Bob recently took time out from his busy schedule and answered some questions for me.

SUZY: Most people know you from Full House and America’s Funniest Home Videos but may not know that you are one of the funniest stand-ups who ever stepped on a stage. Are you back doing standup or did you really never go away and I’m just not observant?

BOB: First I'd like to say how honored I am to be on a site whose byline has anything to do with 'comics going somewhere to die...' A lot of my favorite comedians have passed on and I truly look forward to seeing them all in open mic purgatory in the afterlife. I just hope I don't go on too early.

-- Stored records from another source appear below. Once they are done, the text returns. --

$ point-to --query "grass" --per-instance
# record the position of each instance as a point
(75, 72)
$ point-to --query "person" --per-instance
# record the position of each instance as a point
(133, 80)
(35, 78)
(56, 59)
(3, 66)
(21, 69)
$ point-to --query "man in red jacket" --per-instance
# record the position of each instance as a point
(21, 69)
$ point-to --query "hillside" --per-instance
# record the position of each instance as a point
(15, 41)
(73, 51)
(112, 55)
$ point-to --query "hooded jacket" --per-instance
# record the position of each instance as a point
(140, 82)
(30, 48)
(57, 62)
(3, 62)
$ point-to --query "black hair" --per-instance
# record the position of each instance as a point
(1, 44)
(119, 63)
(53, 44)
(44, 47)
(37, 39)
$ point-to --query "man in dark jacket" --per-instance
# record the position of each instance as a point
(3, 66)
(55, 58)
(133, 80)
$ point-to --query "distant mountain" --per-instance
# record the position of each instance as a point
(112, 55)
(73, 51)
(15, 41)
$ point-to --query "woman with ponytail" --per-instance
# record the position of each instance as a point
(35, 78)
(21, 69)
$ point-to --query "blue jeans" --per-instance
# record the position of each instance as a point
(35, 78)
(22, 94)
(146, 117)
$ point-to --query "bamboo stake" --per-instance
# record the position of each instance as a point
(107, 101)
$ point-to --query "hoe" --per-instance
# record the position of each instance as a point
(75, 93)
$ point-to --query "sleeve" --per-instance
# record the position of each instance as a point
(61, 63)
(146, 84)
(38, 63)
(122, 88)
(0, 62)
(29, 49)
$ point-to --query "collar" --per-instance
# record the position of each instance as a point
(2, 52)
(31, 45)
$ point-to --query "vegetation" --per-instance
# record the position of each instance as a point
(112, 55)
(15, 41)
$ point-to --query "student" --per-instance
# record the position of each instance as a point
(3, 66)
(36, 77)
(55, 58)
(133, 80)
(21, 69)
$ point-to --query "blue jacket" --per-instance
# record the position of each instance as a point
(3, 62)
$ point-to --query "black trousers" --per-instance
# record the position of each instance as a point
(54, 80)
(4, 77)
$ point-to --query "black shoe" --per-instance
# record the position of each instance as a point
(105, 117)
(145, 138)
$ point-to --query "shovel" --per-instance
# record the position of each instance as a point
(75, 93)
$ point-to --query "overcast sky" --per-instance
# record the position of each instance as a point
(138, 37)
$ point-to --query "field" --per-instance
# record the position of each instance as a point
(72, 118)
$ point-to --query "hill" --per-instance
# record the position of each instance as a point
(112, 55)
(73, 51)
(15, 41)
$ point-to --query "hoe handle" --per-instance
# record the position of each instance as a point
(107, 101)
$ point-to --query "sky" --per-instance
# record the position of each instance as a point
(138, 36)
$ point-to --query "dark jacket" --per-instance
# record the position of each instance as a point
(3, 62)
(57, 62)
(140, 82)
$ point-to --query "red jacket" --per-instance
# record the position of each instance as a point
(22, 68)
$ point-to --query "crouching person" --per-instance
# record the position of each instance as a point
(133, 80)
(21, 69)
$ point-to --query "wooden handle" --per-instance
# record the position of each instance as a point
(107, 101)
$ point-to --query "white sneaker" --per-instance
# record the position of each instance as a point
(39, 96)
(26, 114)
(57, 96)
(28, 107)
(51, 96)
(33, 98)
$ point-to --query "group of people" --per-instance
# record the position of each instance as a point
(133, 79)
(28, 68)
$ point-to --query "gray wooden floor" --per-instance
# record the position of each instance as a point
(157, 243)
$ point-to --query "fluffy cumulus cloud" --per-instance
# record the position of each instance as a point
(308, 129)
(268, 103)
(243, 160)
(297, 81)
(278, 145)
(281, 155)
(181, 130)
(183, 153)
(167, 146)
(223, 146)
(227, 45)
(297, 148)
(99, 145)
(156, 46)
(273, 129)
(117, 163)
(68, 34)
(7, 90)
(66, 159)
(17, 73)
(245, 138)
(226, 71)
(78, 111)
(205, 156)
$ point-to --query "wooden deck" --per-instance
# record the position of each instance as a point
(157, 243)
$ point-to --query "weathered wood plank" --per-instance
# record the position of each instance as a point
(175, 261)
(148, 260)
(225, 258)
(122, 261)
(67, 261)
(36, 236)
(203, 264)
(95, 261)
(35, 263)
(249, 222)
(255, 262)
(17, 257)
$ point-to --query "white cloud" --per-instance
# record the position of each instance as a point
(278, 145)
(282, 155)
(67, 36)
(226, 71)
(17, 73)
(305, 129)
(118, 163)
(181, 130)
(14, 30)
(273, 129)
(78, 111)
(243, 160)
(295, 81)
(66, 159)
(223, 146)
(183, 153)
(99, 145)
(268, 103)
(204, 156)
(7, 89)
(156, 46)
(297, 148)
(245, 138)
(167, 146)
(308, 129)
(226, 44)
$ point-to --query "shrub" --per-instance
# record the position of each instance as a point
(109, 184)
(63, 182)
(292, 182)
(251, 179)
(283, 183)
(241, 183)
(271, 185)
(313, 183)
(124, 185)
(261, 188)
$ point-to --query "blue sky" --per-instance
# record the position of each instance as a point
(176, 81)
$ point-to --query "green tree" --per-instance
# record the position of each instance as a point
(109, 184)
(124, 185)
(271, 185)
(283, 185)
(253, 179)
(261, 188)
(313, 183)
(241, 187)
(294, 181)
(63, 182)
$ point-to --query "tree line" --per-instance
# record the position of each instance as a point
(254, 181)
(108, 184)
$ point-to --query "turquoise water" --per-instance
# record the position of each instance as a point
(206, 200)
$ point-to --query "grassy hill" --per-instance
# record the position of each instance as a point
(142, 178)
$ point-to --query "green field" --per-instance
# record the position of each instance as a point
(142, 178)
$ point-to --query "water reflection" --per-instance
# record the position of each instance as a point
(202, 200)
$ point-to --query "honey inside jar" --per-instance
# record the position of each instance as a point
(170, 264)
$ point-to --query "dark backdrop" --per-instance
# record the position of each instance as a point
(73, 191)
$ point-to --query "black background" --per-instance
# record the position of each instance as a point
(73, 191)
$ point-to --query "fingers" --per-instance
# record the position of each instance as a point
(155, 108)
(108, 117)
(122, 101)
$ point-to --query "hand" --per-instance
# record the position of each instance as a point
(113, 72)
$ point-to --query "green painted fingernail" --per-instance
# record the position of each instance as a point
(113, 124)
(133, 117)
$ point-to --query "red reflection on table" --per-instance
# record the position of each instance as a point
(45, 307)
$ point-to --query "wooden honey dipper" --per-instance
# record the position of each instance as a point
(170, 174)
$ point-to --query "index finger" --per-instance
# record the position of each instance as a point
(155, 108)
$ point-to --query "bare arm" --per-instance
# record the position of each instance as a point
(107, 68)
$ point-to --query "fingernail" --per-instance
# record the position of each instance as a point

Your above question is a compliment, right? Yeah, I just reread it... Yeah people do know me from those two shows, but ya hope, through tragedy plus time, that people see, it was just great family gigs I had, but that wasn't my only comedy sensibilities. Who knew when left to my own facilities, I would be such a dirty bastard. It wasn't premeditated. I love the standup and always have—I started doing it when I was 17 and my stuff was always odd-- or 'edgy' as people say. I've never really stopped doing standup and never will in some form or another. Hosting a quiz show like "1 VS 100" is what it is, and it employs some of the craft of just doing standup. But the shows I've been doing this year, colleges, theaters, larger venues than I've ever played on a regular basis-- truly invigorate me. So I've never gone away, but I'd like to think I've grown to be whatever this spin-art is now that I do, and the audience I've always wanted to see my stuff and relate to it has somehow found me. Incredibly nice yet sick bastards that I love performing for.

SUZY: You wrote and directed the 2006 movie, The Farce of the Penguins, which is hilarious. As I read the end credits I saw that you used more funny people in one movie than anyone since Mel Brooks. A lot of comics and ‘comedic’ actors in Hollywood are afraid to surround themselves with funny people; why aren’t you?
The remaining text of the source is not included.